Akitas mostly some collies and some dobermans get this.


----------



## Ducky (Nov 23, 2008)

great pics, i adore rotties!

what park is that in ur first pic? is that an enclosed area? just asking since we are both southsiders!!


----------



## Broxi_jim (Mar 30, 2009)

The park is Govanhill park !!!

Its astro football pitches...That the dogs like to play on witha ball now and then. 

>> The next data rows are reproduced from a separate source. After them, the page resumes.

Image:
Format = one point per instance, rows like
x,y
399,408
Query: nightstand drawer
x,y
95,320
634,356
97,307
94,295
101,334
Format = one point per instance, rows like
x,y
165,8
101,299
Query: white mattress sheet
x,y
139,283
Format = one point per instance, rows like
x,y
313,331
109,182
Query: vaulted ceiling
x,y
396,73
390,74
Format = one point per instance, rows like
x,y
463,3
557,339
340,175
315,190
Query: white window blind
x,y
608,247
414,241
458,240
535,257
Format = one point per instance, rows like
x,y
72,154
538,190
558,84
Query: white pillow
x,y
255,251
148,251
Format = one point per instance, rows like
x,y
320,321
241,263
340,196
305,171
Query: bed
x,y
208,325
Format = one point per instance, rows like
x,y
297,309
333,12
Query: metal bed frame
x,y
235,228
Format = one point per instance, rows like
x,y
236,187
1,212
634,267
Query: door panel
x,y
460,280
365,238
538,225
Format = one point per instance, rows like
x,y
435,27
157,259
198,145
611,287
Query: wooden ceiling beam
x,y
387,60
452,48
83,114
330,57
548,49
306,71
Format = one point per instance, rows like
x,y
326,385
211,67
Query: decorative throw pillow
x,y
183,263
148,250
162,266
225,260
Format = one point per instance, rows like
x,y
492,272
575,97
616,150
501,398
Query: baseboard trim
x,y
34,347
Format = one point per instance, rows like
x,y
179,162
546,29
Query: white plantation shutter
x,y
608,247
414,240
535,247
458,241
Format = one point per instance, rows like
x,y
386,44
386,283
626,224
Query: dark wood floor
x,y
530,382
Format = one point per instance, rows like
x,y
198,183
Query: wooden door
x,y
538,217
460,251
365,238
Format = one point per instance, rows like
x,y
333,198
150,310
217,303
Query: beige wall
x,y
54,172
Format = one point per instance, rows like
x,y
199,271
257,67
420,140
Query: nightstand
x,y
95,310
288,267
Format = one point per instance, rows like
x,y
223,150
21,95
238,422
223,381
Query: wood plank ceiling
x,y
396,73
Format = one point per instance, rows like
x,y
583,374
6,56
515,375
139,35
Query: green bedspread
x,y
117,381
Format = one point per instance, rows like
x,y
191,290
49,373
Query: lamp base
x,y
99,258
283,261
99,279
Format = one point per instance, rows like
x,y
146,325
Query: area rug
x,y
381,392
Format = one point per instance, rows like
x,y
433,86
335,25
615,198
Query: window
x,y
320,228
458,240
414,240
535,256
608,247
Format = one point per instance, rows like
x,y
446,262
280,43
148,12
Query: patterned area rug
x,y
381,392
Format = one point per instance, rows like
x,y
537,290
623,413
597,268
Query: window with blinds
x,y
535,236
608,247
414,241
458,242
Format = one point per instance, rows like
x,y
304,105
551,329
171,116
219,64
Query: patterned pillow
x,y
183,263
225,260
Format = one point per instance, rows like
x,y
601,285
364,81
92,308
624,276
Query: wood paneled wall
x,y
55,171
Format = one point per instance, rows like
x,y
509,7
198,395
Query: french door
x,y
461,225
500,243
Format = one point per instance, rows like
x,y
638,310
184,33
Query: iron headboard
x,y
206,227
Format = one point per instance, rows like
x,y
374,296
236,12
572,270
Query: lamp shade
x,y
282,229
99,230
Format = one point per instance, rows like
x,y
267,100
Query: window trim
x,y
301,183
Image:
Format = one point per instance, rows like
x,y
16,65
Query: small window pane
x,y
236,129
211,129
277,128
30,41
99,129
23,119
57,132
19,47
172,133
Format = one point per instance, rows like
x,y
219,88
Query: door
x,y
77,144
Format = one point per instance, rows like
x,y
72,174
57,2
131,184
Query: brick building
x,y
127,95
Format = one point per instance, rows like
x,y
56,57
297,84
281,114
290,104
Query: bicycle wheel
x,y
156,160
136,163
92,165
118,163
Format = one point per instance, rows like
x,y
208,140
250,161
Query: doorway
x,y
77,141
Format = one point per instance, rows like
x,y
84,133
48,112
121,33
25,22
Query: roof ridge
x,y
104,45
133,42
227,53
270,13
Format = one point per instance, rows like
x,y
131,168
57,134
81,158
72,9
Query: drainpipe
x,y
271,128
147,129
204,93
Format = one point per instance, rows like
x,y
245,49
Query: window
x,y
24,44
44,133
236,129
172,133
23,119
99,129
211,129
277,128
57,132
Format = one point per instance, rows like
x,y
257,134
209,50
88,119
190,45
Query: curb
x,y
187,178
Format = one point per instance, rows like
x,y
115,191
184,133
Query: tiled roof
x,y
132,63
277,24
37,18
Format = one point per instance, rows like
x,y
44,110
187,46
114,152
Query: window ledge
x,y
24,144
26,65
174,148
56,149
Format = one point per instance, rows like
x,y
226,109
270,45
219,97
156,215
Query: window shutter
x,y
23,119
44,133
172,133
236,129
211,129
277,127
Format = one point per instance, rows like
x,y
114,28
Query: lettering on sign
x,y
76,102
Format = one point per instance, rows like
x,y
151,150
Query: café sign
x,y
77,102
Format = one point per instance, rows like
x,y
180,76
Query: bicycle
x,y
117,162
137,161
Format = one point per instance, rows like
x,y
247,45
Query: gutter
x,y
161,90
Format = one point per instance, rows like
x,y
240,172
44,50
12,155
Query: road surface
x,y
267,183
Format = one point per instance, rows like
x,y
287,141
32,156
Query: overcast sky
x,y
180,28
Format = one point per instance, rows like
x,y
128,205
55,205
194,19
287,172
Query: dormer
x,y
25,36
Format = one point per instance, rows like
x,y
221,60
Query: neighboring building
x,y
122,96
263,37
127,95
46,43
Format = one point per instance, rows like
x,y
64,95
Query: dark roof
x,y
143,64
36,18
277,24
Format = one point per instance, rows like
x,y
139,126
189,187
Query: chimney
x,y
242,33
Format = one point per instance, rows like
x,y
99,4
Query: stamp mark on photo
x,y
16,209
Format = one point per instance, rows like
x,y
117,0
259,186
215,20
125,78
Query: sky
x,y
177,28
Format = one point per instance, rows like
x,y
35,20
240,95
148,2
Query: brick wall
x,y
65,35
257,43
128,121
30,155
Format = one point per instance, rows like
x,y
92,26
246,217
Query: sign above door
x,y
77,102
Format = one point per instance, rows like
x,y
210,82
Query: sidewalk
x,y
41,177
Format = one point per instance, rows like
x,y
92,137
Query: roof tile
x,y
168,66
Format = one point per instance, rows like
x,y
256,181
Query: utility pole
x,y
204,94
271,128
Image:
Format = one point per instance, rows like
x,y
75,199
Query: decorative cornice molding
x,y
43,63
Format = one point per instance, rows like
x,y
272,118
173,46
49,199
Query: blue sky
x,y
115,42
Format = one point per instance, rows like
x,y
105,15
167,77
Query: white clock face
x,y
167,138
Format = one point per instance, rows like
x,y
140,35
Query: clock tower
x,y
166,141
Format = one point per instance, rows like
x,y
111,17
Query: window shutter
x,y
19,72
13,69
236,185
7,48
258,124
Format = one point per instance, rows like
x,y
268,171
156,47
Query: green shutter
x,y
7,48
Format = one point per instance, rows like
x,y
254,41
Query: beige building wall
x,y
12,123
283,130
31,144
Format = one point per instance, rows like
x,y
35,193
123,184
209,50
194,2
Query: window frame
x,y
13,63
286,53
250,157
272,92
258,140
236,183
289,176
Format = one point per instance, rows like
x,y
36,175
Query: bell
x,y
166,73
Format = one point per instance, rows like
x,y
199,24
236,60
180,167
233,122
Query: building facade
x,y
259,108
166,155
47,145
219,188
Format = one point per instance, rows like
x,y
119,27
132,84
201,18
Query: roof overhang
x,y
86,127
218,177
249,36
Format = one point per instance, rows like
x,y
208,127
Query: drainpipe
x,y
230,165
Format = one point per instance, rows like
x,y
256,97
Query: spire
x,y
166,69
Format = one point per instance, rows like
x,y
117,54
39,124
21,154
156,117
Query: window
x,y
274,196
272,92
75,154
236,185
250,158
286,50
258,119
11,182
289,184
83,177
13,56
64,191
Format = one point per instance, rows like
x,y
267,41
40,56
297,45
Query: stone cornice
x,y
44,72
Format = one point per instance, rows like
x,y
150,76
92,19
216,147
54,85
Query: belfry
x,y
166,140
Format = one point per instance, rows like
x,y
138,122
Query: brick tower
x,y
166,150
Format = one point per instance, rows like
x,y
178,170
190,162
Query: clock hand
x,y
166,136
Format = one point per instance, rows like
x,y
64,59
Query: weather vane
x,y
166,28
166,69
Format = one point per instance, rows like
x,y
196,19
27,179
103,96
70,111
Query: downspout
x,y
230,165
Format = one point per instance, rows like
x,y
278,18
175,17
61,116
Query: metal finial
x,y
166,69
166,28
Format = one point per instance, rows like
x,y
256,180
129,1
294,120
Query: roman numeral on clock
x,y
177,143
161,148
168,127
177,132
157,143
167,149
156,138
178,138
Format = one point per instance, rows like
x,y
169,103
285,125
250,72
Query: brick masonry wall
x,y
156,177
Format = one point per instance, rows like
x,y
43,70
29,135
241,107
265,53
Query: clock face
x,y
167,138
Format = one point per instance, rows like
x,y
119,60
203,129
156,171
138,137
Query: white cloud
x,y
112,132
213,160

And the smaller one at the back of it only has one entrance / exit so handy to get the pup back on recalls


----------



## xpalaboyx (Jun 17, 2008)

She's so beautiful, thank God nothing more serious about her health.


----------



## canuckjill (Jun 25, 2008)

wonderful pictures love the one with your son...Jill


----------



## Jo P (Dec 10, 2007)

Lovely piccies 

My friend had a beautiful Rottie girl with vitiligo - she lived to a good age and had a happy, happy life so nothing much to worry about


----------



## Sypher (Sep 29, 2008)

What a beauty. Love that smile in the second pic.


----------



## Broxi_jim (Mar 30, 2009)

Thanks everyone.

Just found the old album with pic's of her when she was 14weeks old. Maybe upload them later 

Doesn't seem that long ago she was that small bundle of fun. Now she'll be 4 on the 14th Nov !! 

She still thinks she's the size of a westie. And tries to sit with you on a chair !!! .lolol ut:


----------



## plumo72 (Nov 2, 2007)

She's lovely  x


----------



## Captain.Charisma (May 24, 2009)

Shes lovelyyyy. i love the pic with your son


----------